The presentation of the Superhot doubles down on all this. The polished white environments and statuesque glass enemies are crisp to the point of feeling sterile, not unlike an overproduced E3 demo video. At the start of each level, words flash up like title cards on a teaser trailer – level names and clues to what’s ahead, but all taking the form of the sorts of meaningless buzzwords and performative military lingo that pepper every press release. “Unfinished business”. “Watch your six”. “Tough day.” The very title of the game might be the epitome of buzzwordiness – what does “super hot” mean, other than “really damn good”? “This game is super hot, man.”
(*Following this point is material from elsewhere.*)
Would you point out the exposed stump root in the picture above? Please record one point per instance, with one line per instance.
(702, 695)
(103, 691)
Superhot VR, on the other hand, is missing something. It’s a reimagining of Superhot for VR platforms – not quite a port, not quite a sequel, but something in between. It broadly follows the same structure as the original release, but with mechanical changes to accommodate VR and a mix of old and new areas in which to play out your bullet-time shenanigans. The story largely follows the same trajectory, and canvasses the same themes, but it’s a truncated version. In some ways, it builds upon what Superhot did, but in a way that only really works if you’ve played that game. If you’re coming into Superhot VR without that groundwork, it doesn’t make a lot of sense and much of that powerful subtext is lost.
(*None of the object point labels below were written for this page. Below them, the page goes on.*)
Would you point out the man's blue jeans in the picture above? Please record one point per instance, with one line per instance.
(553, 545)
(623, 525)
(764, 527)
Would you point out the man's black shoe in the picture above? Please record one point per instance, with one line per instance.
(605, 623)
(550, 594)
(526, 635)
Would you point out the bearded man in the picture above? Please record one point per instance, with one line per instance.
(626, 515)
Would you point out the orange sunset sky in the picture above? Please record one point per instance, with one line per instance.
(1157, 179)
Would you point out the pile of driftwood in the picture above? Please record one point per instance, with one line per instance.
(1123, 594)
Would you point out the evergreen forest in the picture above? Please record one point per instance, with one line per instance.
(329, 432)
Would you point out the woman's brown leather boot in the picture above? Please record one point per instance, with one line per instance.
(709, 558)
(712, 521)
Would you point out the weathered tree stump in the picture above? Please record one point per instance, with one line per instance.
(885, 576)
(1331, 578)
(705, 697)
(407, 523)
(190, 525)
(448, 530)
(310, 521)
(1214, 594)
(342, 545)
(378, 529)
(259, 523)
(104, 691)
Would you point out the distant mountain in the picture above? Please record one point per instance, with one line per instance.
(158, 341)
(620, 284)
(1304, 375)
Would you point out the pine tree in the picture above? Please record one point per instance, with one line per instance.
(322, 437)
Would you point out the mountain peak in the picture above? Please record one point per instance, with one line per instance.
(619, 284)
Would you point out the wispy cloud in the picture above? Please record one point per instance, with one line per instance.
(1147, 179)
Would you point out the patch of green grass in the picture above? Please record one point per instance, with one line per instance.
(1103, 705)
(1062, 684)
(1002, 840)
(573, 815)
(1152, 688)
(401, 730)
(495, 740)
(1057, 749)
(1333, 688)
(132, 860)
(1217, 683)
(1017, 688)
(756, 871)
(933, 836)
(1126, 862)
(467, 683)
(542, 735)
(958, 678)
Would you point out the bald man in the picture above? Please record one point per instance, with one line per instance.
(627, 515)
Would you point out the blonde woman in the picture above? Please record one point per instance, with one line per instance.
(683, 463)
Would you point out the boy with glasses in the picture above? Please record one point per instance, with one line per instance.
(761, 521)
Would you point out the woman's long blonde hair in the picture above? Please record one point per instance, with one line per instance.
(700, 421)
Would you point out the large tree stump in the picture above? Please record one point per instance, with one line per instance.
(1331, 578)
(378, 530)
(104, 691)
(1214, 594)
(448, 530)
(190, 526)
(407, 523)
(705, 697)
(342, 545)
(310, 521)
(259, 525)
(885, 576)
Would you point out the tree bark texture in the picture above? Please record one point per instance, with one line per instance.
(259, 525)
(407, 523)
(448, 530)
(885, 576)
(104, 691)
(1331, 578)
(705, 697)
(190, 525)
Superhot VR has the same metanarrative in place: you’re a character in the in-game “real” world, playing the “most innovative shooter you’ve played in years” by way of a series of floppy disks (remember those?) given to you by a friend. As you play through, things become twisted, and the game starts asking you to do things like jump off buildings and shoot yourself in the head.
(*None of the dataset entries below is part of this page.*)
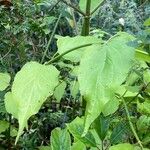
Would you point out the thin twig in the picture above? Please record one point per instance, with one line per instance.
(75, 8)
(50, 40)
(131, 124)
(66, 52)
(93, 11)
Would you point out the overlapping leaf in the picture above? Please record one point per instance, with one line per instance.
(31, 86)
(102, 70)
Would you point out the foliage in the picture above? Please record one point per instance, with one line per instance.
(86, 90)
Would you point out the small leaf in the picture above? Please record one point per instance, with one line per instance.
(60, 139)
(44, 148)
(76, 128)
(141, 55)
(144, 107)
(59, 91)
(119, 133)
(111, 106)
(147, 22)
(143, 124)
(31, 87)
(78, 146)
(74, 88)
(101, 125)
(4, 81)
(4, 125)
(103, 68)
(94, 4)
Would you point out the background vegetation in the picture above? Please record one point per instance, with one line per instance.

The same core message is there – “obsessive hype is self-destructive” – but Superhot VR lacks the chat-based narrative interludes that drive that message home. In their place are scenes where you have to put new floppy disks in, doing bizarre things like pulling them out of the computer screen or inserting them directly into your head. For reasons I can’t fathom, Superhot VR also drops the “most innovative shooter I’ve played in years” moment out of the ending, and that’s really the thing that ties the whole narrative together.
The frustrating thing is that VR is a perfect platform for the sort of story that Superhot tells, and some key moments work better in VR than they ever did before. Both games involving figuratively killing yourself to become one with superhot.exe, but in Superhot VR this involves physically stepping off a roof or holding a gun to your head and pulling the trigger. Those are powerful, dramatic moments, and with the right context they push Superhot’s core themes better than any other tool in the game’s kit.
Virtual reality also brings a level of immersion that the original Superhot could never manage, helping you to get lost in the game, and the game within that game. Shooting involves aiming motion controllers and pulling triggers, while you duck and weave to dodge bullets. I’ve never played a more active VR game, to the point that my legs hurt for days afterwards (you’re basically doing squats repeatedly for the entirety of your play session). Every shot, every thrown bottle or shuriken, every dodged bullet feels like you’re the one doing it – and for a game that’s all about losing your mind in a virtual world, that makes a big difference.
I just wish that the original story was kept intact for Superhot VR. What’s here works, but only on the condition that you’ve played Superhot and know what it’s all about. Without that, it’s vague to a fault, and I suspect many will write it off completely. For most people, that’ll be fine – after all, Superhot VR is a whole lot of fun to play, leg pain notwithstanding – but I wish it had the same depth to go with that fun, like its predecessor did.